Throughout it all, Ron Keel manages to show humility and humanity, never coming across as bitter, even when it seems he probably could have.  Instead, Keel comes across as thankful for the multiple opportunities he has been given (or made for himself), and positions himself for his story to be one of inspiration and determination rather than failure and letdown.

There are not a lot of pictures in this book, and those that are here are black and white.  Keel uses lyrical snippets to introduce chapters throughout the book, giving the reader a look at where Ron's head was when he wrote these songs or where he drew his inspiration from.  There is also an extensive discography at the end of the book, giving the reader plenty of material to seek out for their own collection.  
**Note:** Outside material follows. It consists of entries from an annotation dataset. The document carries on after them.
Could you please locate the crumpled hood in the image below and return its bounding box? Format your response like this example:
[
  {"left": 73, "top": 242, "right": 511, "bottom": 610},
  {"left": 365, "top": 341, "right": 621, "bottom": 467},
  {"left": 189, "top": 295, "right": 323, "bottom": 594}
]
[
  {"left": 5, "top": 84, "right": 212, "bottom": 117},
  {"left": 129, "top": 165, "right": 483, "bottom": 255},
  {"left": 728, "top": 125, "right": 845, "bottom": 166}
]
There are a couple of spots in the book where, to me, it seems obvious that he edited material out, possibly for another book, as there are some minor stop-start jumps, but these are only minor distractions, and perhaps others won't even notice them.  Additionally, I do with there was a hardback version of this book, as I far prefer hardback to paperback, even when the paperback version is full-sized.  These minor issues don't take away from the readability of the book, however, and Keel's is an interesting story to be given the chance to be a part of.  Written entirely by Keel himself, with no ghost-writer or co-writer mentioned, I strongly recommend the book and look forward to any follow-ups that Ron may come up with.